The amendment said that any trader who fails to purchase farm goods at MSP could attract a jail-term of one-year or fine of Rs 50,000 depending upon the severity of the offence.

However, traders and industry players have strongly objected to the proposal on the grounds that interference in normal demand-supply mechanism in mandis could end up jeopardizing markets and make government the biggest buyer of commodities.

They opined that this type of measures should be taken across the country rather than taking only in Maharashtra. As it is only being implemented in Maharashtra, millers and traders will prefer purchases from other states.

Price discovery based on demand and supply is best done in the mandis and if government tries to artificially set a floor price for private traders, they would simply pull off, leaving the government with the sole responsibility to purchase at MSP.

Tur (pigeon pea), for instance, is currently trading in Maharashtra’s markets such as Akola, Latur and Amravati at Rs 3,600-3,700 per quintal – well below the Centre’s MSP of Rs 5,675 for 2018-19 or even last year’s Rs 5,450.
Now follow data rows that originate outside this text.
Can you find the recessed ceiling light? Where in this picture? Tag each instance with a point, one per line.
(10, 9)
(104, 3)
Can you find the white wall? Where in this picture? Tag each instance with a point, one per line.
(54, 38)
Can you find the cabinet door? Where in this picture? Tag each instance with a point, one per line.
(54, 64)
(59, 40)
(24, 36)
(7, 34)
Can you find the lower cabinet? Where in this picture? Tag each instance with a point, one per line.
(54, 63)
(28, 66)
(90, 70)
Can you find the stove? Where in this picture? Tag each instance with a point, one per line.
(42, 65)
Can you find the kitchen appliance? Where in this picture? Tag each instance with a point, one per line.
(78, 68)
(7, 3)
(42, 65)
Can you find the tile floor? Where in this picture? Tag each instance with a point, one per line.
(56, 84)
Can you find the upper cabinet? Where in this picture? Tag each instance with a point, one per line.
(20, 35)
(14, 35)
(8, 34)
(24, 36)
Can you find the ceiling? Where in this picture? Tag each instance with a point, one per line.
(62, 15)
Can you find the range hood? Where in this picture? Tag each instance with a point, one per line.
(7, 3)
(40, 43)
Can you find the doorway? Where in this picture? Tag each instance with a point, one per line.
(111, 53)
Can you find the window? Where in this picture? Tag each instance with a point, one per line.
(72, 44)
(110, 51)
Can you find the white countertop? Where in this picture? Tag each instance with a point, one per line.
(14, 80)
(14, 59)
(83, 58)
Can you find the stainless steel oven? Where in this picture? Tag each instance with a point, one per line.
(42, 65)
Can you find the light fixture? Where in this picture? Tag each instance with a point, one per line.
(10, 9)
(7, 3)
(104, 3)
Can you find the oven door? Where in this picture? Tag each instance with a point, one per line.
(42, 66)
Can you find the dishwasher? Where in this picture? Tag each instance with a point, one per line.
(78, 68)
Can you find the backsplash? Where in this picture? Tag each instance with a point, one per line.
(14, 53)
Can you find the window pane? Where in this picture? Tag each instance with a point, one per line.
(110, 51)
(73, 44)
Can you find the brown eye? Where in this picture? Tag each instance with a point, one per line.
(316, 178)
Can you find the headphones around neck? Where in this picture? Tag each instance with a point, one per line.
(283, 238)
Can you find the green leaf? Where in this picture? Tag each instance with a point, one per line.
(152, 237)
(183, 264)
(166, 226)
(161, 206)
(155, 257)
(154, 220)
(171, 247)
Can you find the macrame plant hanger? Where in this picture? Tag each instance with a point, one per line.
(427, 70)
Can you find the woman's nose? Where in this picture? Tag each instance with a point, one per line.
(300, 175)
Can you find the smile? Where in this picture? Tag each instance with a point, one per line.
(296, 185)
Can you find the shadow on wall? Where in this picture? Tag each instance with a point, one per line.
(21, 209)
If the Maharashtra government’s new decision is enforced, private traders will have to purchase at the MSP, even if the market supply-and-demand conditions do not make it a viable proposition. But which trader will buy at the rate fixed by government?

So this move is likely to be counterproductive and the biggest hit will be taken by farmers as existing infrastructure with governerment agencies is not enough to procure entire produce from farmers.
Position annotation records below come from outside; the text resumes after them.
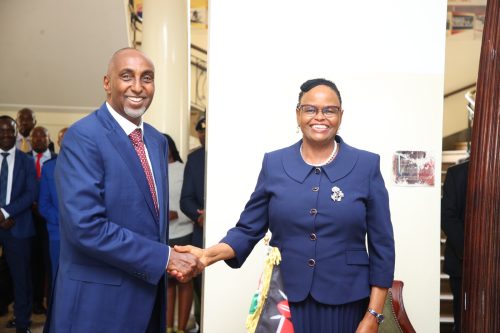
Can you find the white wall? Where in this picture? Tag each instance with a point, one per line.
(387, 58)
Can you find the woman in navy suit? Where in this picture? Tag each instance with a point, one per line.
(321, 199)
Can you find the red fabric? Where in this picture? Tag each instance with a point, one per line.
(38, 165)
(136, 138)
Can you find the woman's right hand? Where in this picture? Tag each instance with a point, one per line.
(198, 252)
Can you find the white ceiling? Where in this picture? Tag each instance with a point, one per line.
(54, 53)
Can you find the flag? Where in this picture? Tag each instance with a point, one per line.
(269, 311)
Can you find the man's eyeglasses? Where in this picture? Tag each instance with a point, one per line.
(328, 111)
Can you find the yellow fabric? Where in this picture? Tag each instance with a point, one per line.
(273, 258)
(24, 145)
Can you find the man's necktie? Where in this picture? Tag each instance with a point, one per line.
(24, 145)
(38, 165)
(4, 176)
(136, 138)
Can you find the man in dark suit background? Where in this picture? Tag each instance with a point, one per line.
(193, 201)
(18, 191)
(452, 222)
(41, 153)
(111, 178)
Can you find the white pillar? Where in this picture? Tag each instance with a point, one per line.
(165, 39)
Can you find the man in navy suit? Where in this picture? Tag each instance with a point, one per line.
(193, 201)
(41, 153)
(111, 177)
(18, 191)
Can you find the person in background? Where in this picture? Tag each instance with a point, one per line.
(453, 224)
(60, 136)
(193, 202)
(111, 181)
(49, 207)
(26, 121)
(180, 233)
(327, 208)
(40, 257)
(18, 191)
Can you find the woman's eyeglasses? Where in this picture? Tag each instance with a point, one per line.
(328, 111)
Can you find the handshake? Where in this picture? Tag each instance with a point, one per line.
(186, 262)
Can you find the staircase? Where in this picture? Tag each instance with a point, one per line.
(450, 157)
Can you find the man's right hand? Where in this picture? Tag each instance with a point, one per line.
(184, 266)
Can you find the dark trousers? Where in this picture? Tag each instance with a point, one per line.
(197, 281)
(18, 255)
(40, 260)
(6, 294)
(155, 324)
(456, 290)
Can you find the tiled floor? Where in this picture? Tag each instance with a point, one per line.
(36, 326)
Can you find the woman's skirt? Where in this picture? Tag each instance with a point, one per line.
(310, 316)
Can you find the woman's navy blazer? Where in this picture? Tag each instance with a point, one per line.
(332, 249)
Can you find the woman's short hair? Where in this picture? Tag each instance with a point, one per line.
(309, 84)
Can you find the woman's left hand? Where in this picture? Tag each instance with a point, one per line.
(368, 324)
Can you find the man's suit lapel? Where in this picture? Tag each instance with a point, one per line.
(122, 144)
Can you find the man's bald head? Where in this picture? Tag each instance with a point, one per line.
(124, 51)
(129, 83)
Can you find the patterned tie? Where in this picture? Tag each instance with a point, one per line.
(136, 138)
(38, 165)
(4, 176)
(24, 145)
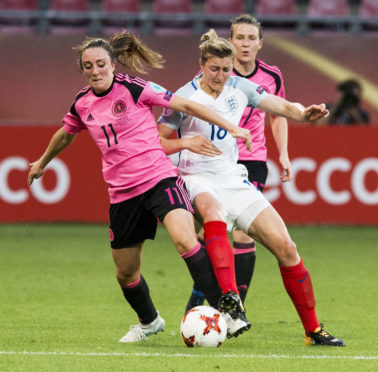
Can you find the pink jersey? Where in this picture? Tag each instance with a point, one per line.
(123, 126)
(269, 78)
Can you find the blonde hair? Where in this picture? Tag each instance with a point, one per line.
(245, 19)
(126, 49)
(214, 46)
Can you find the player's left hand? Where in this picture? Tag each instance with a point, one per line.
(286, 173)
(245, 134)
(315, 112)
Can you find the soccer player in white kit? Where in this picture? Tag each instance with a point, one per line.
(116, 109)
(246, 36)
(219, 188)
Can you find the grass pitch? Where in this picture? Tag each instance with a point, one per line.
(61, 308)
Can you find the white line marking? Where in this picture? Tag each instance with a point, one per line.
(180, 355)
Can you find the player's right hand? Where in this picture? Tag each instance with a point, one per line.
(35, 171)
(245, 135)
(202, 145)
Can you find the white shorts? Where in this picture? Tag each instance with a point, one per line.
(241, 201)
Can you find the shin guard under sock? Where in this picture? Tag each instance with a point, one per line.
(137, 295)
(245, 258)
(202, 274)
(220, 252)
(297, 282)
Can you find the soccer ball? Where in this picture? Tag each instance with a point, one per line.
(203, 326)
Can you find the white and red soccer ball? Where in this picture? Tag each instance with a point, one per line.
(203, 326)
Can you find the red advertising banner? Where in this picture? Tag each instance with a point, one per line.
(335, 177)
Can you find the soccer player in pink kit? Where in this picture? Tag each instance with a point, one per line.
(142, 181)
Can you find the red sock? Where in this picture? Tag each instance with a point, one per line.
(297, 282)
(220, 252)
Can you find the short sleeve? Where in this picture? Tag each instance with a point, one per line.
(73, 124)
(255, 93)
(155, 95)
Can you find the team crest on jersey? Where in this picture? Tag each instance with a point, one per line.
(156, 87)
(260, 90)
(119, 108)
(232, 103)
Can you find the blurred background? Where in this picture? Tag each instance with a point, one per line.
(317, 44)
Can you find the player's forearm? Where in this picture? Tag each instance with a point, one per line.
(59, 141)
(171, 146)
(281, 107)
(280, 134)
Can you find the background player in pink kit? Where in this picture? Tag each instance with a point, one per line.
(246, 37)
(142, 181)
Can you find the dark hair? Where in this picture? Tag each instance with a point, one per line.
(126, 49)
(214, 46)
(349, 86)
(247, 19)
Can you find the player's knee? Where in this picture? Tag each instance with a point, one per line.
(185, 243)
(287, 254)
(125, 277)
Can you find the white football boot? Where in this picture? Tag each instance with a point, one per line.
(141, 331)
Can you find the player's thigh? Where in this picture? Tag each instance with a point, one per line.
(257, 172)
(169, 200)
(269, 229)
(208, 207)
(128, 262)
(180, 226)
(131, 223)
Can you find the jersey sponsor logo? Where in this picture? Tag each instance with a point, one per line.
(260, 90)
(232, 103)
(168, 95)
(119, 108)
(156, 87)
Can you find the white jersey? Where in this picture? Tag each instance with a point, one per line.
(236, 95)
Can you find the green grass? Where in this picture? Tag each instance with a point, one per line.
(61, 308)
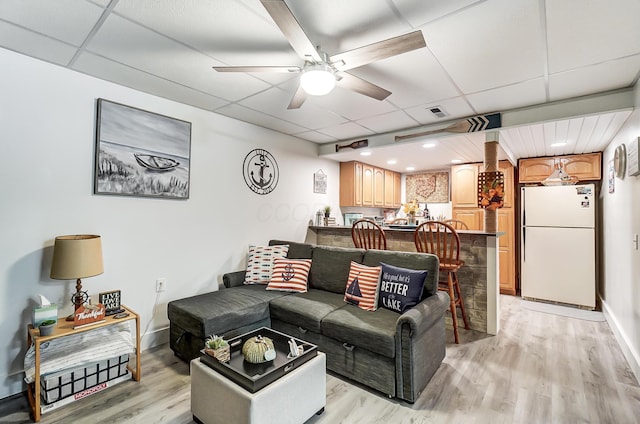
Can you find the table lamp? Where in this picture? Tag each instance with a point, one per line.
(76, 257)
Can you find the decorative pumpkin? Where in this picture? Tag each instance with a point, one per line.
(258, 349)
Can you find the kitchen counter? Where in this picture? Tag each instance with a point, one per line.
(478, 277)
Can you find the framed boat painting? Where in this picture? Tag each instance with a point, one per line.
(141, 153)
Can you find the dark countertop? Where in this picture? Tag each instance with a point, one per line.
(404, 230)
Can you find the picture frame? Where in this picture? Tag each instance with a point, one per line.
(141, 153)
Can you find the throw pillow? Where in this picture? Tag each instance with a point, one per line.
(362, 286)
(290, 275)
(400, 288)
(260, 262)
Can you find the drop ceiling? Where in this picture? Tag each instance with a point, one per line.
(516, 57)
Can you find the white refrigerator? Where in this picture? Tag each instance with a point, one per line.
(558, 245)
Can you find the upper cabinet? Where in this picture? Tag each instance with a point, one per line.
(585, 167)
(369, 186)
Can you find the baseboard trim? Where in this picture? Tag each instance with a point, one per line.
(630, 354)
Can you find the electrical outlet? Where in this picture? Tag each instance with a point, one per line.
(161, 284)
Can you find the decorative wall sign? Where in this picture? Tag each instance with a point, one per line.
(430, 187)
(320, 182)
(260, 171)
(111, 301)
(140, 153)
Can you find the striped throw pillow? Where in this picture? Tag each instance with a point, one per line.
(260, 262)
(363, 286)
(290, 275)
As far as current market price is concerned it is ruling well below the MSP despite the government has taken several decisions in recent times. As per traders, although the government has announced various measures to support prices but at the same time Nafed is selling it at below the MSP. Apart from Nafed, the state government is also distributing tur through PDS at a subsidy of Rs 15 per kg. Until Nafed and state government don't stop selling below MSP, there will be lesser possibility of improvement in prices.
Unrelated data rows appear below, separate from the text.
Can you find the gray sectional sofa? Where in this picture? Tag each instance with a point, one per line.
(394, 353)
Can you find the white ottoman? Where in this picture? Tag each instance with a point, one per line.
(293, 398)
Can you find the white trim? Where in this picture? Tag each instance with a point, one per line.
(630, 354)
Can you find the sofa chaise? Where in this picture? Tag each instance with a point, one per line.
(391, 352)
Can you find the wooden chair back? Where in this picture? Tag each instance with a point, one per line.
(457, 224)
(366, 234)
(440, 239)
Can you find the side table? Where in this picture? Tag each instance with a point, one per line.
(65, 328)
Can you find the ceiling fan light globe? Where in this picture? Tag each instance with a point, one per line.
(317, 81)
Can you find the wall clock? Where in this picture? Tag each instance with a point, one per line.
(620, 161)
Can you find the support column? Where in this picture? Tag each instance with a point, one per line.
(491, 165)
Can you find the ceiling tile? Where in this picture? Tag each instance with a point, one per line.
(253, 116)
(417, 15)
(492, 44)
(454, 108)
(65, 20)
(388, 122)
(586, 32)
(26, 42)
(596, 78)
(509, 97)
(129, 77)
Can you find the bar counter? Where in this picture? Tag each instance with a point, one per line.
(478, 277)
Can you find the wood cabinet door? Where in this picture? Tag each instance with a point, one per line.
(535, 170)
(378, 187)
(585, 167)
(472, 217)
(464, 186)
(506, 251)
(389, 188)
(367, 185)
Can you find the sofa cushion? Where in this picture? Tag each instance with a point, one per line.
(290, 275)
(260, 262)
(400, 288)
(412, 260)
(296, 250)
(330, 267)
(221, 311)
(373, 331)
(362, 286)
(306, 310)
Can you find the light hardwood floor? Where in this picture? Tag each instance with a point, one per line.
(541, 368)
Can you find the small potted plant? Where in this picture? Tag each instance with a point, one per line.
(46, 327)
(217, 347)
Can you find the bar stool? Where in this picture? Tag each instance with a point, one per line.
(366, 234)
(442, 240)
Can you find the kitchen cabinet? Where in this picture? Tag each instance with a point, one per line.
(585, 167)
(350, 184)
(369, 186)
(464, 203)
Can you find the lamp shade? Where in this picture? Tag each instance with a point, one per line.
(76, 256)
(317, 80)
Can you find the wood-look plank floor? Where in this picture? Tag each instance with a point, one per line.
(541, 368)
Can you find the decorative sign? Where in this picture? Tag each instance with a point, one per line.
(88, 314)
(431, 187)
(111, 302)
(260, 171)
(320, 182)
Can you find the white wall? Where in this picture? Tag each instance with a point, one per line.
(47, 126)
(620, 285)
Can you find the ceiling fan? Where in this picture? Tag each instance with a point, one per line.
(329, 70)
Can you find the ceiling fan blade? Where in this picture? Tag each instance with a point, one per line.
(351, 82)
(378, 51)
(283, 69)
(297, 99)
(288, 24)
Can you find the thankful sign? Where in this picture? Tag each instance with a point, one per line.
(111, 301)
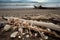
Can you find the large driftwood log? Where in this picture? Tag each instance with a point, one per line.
(37, 23)
(44, 24)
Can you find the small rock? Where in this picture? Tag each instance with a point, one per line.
(14, 34)
(19, 36)
(36, 34)
(27, 36)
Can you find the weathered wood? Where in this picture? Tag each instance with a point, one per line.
(38, 23)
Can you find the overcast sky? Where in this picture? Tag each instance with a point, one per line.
(35, 0)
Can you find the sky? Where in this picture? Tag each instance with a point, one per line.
(34, 0)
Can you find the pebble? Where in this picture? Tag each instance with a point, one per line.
(27, 36)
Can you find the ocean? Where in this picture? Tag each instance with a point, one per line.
(29, 5)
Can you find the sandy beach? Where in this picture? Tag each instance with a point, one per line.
(28, 12)
(22, 12)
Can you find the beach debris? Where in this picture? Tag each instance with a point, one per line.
(38, 26)
(27, 36)
(6, 27)
(2, 24)
(14, 34)
(36, 34)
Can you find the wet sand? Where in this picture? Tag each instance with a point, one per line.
(22, 12)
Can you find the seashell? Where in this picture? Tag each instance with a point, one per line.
(27, 36)
(14, 34)
(6, 27)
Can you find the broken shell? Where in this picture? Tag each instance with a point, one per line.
(14, 34)
(36, 34)
(19, 36)
(48, 29)
(24, 33)
(6, 27)
(27, 36)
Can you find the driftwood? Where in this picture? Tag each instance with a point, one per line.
(29, 25)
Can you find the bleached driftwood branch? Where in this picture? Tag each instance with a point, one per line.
(37, 23)
(25, 23)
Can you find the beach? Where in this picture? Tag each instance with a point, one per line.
(26, 12)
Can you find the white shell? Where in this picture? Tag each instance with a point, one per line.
(14, 34)
(6, 27)
(27, 36)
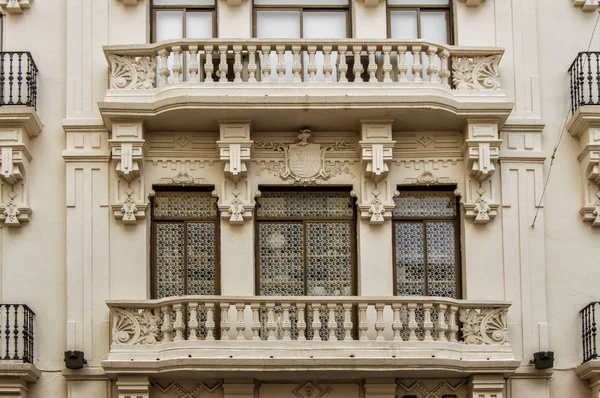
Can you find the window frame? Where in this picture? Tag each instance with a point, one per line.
(423, 220)
(449, 9)
(184, 8)
(184, 220)
(304, 220)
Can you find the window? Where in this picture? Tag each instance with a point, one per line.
(185, 242)
(426, 241)
(294, 19)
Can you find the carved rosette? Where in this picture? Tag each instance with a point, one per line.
(484, 325)
(132, 73)
(135, 326)
(476, 73)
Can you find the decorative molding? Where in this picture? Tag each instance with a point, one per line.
(587, 5)
(476, 73)
(15, 6)
(305, 162)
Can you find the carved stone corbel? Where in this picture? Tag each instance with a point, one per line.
(235, 148)
(127, 150)
(376, 151)
(15, 6)
(481, 152)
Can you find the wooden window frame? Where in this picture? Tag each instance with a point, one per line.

Moreover, mills have been allowed to import raw tur with condition of processing the same qunatity. But millers are selling the raw tur in market without processing it which is also making the supply heavier.

Restricted quantity of imports are also making things worse as it is arriving at markets below MSP. Illegal import from Nepal is also a cause for concern.

Traders pointed out that the National Agricultural Cooperative Marketing Federation of India – the apex government procurement agency for pulses and oilseeds – is disposing its tur stocks from purchases made in 2016-17 and 2017-18 at Rs 3,400-3,500 per quintal. Nafed is selling at a loss, which the government will most probably cover. But who will compensate millers/traders if they buy at MSP and sell at the rate that the market can bear?

Furthermore, many farmers who sold tur and chana (chickpea) to government agencies in 2017-18 are still to even receive their MSP payments. When the government itself is unable to the pay the MSP, how does it expect traders/millers to do so?

Today, both domestic and international commodity markets are depressed. Traders can pay higher prices to farmers only when they are able to sell at least at those rates.